Columbia Interview with Kingstown – Part 2

by on July 18, 2017  •  In Kingstown

Below is Part 2 of excerpts from an interview with Kingstown Capital Management (Michael Blitzer and Guy Shanon) conducted by the Columbia Business School Graham & Doddsville newsletter publication.

Patience, Volatility, Clients

“The longer we do this, duration of capital and time horizon has actually become more and more of a competitive edge. We’ve always defined the strategy as kind of having a medium-term time horizon, generally one to three years. These securities tend to have larger mispricings. A typical example is a situation that has a known or likely catalyst but unknown timing— you know it will happen sometime in the next three years, but it could be tomorrow or it could be years from now. Given the structure of the hedge fund industry and the structure of capital, this sort of patience becomes harder and harder over time unless you align yourself with long-term capital…Also there is a lot of capital coming out of event-driven strategies, which overlap somewhat with what we do, this is very good for us.”

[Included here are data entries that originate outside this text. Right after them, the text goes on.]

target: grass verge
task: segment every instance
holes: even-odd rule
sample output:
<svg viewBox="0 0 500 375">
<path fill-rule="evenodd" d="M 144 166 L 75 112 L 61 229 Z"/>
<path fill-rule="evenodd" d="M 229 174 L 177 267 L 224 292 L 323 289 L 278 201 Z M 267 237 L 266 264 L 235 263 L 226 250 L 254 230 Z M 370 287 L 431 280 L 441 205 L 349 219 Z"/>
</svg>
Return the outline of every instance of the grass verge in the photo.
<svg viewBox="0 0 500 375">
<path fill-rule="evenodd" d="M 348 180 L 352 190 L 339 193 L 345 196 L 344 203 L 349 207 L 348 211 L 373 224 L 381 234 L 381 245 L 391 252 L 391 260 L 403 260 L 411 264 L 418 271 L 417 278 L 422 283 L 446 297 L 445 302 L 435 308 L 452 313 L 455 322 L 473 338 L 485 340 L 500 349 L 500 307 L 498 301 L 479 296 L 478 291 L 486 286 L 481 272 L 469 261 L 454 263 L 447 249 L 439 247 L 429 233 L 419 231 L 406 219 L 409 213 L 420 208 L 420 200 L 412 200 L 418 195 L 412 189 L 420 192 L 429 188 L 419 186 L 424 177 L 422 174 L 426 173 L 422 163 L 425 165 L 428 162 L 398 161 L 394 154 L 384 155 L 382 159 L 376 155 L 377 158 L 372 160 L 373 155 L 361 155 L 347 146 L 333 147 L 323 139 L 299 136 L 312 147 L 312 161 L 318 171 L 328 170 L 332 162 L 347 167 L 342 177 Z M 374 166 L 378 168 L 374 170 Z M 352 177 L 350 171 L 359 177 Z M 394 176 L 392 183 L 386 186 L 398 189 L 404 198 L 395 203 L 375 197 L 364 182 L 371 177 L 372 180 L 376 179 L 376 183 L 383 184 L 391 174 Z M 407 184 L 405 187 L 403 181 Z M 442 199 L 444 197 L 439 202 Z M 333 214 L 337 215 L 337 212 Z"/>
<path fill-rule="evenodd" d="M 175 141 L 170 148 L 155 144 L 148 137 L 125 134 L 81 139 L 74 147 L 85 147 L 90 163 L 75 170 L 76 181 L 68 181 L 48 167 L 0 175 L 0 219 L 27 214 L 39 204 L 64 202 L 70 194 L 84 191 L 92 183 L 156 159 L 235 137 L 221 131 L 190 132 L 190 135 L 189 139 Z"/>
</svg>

“In the past twelve years since we started, time horizons have become a lot shorter…you might not fully appreciate the low tolerance for volatility. If you go to some of these large multi-strat funds, time and volatility are very relevant because they’re running massive amounts of capital. In fact, they’ve attracted so many assets because they manage volatility so tightly. If you went to work there as analysts and you drew down a couple of percent in a month, you get stopped out. But then what do you do with that cash? You have to find another trade tomorrow – is that better than staying with the business you owned the day before? It just feeds the volatility.”

“We take the approach that risk and volatility are very different. A lot of the returns that we’ve made have been either averaging down or buying things that were down…One of the approaches of having a longer-term strategy and longer-term capital is that you can withstand those periods of volatility and take a view over a number of years.”


Clients, Time Management

“From the start, we’ve been very conscious of the importance of having the right partners…it is very hard to beat the market and you need help from your structure and partners. You have to match the duration of your capital with your investments. Going back ten years, we’ve turned down money from people that didn’t share this approach. We’ve never had a formal IR effort. You end up with a certain type of partner by way of hiring a professional marketing person…investment philosophy aside, a direct relationship with partners creates more transparency for them and keeps the alignment of interests very close; sometimes having a marketing person between us inserts another agenda into the mix.”

“We’ve gone through periods where, for many years, we didn’t talk to anyone about new capital. We also learned by watching what didn’t work for other funds. But ultimately this has led to a small group of partners who have stuck with us over time. And with less time spent on marketing and investor relations, there is invariably more time spent on investing and the portfolio.”


When To Buy, Sizing, Hurdle Rate

“If it’s a liquid equity, we’re not in a rush to buy it. We’ll have a fully blown research process first. We’ve met with management, interviewed a large number of former employees, done a lot of work on business competitors. We’ll do that before we own it…Credit is different because it’s such a choppy market. Sometimes we’ll own credit when we’re pretty sure it’s good. We’re 90% sure, but we have to take advantage of the liquidity at that moment and then we’ll backfill our work. You also have more structural and legal protections here if you are wrong.”

“A lot of times what we’re doing is averaging down because we own something and it’s the exact opposite of momentum. So we save room to average down…Sometimes we bought something all the way down and we just have to stop. Sometimes we buy something and it goes up 50% and it was small, because we never got the chance to make it big. Both bad scenarios. After doing it for a while, we just assume it all averages out. We’re not going to own something unless there’s some reason to think it’s really misunderstood or really overlooked, and we are confident the market is wrong, that’s the bottom line…You have to use valuation as an anchor…Joel Greenblatt used to say that it’s more binary. Things are either cheap or they are not. And if its cheap you should just buy it. If you can make a lot of money and you have a significant hurdle that you’re reaching for, it should be pretty clear…that doesn’t mean you never can lose.”


Hedging, Exposure, Shorting

“Our short exposure is generally zero to 25%. The majority of our hedging is where we think we can isolate industry risk. We want to be very specific, we’re not looking to hedge the volatility of a particular name. We’re looking to tease out some exposure that may worry us. Usually you can’t do it, that’s why we don’t do a lot of them.”

“…unlike a long-short fund, where you’re under constant pressure to maintain a certain short exposure, we don’t have to keep loading the short book with God knows what. If we think something is ridiculous and we’re trembling with greed, we’ll do it. Otherwise, we’ll just do nothing.”